Il procuratore di Marsiglia si dice convinto che è stato volontariamente il copilota Andreas Lubitz a far schiantare l'aereo della Germanwings sulle montagne francesi. Il procuratore rivela che Andreas Lubitz ha fatto precipitare l'aereo dopo che il comandante si è alzato "certamente per soddisfare un bisogno naturale". E se il comandante non fosse andato in bagno? Andreas Lubitz aveva davvero premeditato la strage suicida?

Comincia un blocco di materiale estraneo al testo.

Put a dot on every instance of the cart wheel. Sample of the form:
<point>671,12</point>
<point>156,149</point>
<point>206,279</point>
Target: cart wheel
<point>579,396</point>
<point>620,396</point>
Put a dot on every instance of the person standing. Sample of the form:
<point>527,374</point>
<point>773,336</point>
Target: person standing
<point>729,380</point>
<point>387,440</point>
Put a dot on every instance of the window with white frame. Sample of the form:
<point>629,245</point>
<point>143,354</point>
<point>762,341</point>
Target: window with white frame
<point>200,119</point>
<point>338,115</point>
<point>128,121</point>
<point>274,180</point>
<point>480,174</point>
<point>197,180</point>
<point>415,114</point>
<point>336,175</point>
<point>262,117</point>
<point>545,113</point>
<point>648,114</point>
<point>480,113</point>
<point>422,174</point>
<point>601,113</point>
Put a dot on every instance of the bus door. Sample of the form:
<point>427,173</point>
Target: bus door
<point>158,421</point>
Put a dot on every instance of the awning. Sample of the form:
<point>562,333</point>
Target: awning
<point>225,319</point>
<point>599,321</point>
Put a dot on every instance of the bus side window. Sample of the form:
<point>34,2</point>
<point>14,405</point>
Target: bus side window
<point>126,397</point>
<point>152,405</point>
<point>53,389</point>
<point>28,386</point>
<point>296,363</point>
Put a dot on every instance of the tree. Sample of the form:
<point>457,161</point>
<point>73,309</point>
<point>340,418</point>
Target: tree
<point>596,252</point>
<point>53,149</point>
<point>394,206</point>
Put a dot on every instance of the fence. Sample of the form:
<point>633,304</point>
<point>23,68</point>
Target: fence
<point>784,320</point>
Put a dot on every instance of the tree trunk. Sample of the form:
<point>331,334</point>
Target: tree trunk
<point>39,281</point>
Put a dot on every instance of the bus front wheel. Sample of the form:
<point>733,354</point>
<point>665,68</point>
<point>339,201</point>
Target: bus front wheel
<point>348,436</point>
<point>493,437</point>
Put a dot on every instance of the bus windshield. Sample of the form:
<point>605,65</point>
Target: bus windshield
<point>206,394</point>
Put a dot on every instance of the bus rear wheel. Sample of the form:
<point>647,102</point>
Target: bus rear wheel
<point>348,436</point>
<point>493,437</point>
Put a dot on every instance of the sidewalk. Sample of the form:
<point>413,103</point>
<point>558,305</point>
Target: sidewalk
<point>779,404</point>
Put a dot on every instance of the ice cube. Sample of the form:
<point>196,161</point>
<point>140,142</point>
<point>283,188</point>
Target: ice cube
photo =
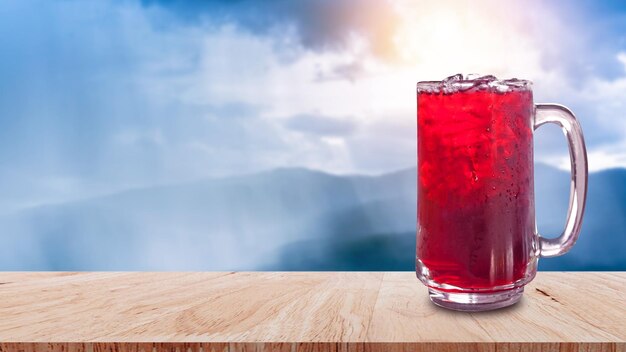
<point>454,78</point>
<point>479,77</point>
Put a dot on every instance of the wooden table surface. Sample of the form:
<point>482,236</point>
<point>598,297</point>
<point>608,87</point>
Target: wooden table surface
<point>313,311</point>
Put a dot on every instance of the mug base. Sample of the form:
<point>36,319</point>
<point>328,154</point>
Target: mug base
<point>475,302</point>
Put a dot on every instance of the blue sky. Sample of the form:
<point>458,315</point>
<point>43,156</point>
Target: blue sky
<point>100,96</point>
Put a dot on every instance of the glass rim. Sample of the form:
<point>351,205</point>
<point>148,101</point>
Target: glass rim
<point>459,83</point>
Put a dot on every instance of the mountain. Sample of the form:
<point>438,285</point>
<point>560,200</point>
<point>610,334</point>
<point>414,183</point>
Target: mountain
<point>285,219</point>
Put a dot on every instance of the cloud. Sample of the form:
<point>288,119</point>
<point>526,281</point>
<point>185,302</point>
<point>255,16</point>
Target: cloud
<point>321,125</point>
<point>318,25</point>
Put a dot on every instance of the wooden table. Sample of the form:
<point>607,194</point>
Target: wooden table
<point>321,311</point>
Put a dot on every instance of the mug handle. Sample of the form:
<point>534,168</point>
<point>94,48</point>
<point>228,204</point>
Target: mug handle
<point>564,118</point>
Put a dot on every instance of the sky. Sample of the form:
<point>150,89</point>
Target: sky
<point>102,96</point>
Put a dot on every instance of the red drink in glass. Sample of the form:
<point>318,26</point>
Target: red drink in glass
<point>477,244</point>
<point>478,201</point>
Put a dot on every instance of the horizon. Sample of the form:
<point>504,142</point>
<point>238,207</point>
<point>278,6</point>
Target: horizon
<point>105,96</point>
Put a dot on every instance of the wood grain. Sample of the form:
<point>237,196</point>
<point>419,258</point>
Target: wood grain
<point>321,311</point>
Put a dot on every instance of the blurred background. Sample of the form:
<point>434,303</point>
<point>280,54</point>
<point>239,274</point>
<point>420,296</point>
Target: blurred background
<point>279,134</point>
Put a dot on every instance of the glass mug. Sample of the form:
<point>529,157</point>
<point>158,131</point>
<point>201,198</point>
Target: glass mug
<point>477,242</point>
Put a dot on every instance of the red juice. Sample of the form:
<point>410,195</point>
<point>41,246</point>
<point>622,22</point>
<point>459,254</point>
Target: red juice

Il procuratore di Marsiglia né è convinto: è stato volontariamente il copilota Andreas Lubitz a far schiantare l'aereo della Germanwings sulle montagne francesi. In conferneza stampa, Brice Robin, il procuratore di Marsiglia, ricostruisce gli ultimi minuti a bordo dell'Airbus A320 prima del disastro, confermando le indiscrezioni riportate dal New York Times. Andreas Lubitz, 28 anni, aveva 630 ore di volo ma aveva "la capacità di guidare l'aereo" anche da solo, chiarisce subito Brice Robin, aggiungendo che durante i primi venti minuti di volo la conversione tra i copilota e comandante è "normale, cortese" ed anche "giocosa". Il procuratore precisa quindi che poi il comandante fa un briefing in vista dell'atterraggio a Dusseldorf (Germania), che sarebbe dovuto avvenire dopo circa una mezzora o poco più. Brice Robin insiste sul fatto che il co-pilota avrebbe risposto al comandante in maniera "laconica", forse però anche perché era solo una procedura standard ripetuta chissà quante volte. Il procuratore di Marsiglia sottolinea invece che tra i due non c'è più un "dialogo reale, un vero scambio. Ci sono solo brevi risposte". Brice Robin aggiunge quindi un particolare importante. Improvvisamente il comandante si alza "certamente per soddisfare un bisogno naturale", afferma il procuratore, e chiede al primo ufficiale di prendere il controllo dell'aereo, che comunque vola con il pilota automatico.

Andreas Lubitz attiverebbe quindi manualmente la discesa dell'aereo "manipolando i tasti del sistema". Un dato, questo, che finora però si può solo ipotizzare perché non è ancora stata trovata la seconda scatola nera, la FDR (Flight Data Recorder), quella che registra tutti i parametri di volo. Il procuratore però afferma che questa "azione può essere solo volontaria". Ma la strage suicida era stata davvero premeditata da Andreas Lubitz? Non era infatti scontato che il comandante si assentasse dalla cabina di pilotaggio per andare in bagno, visto che il viaggio tra Barcellona e Dusseldorf è relativamente molto breve. Il procuratore prosegue il racconto precisando che il comandante torna e picchietta la porta per farsi riaprire, cosa però che non avviene. Gli inquirenti si dicono certi che Andreas Lubitz non ha avuto un malore perché la respirazione captata dalla scatola nera "è normale, nessun fiatone". Al procuratore non sembra sfiorare nemmeno l'idea che il copilota possa essere stato magari intossicato da dei "fumi nocivi", quelli che provocherebbero la cosiddetta sindrome aerotossica. Inizia la discesa di 8 minuti senza alcun contatto con la terraferma, con il procuratore che assicura che la morte dei passeggeri "è stata istantanea", pur ammettendo che la scatola nera ha registrato "grida alla fine, negli ultimi minuti". Pochi minuti, ma che sarebbero bastati per lanciare un ultimo disperato grido d'allarme, magari con un cellulare.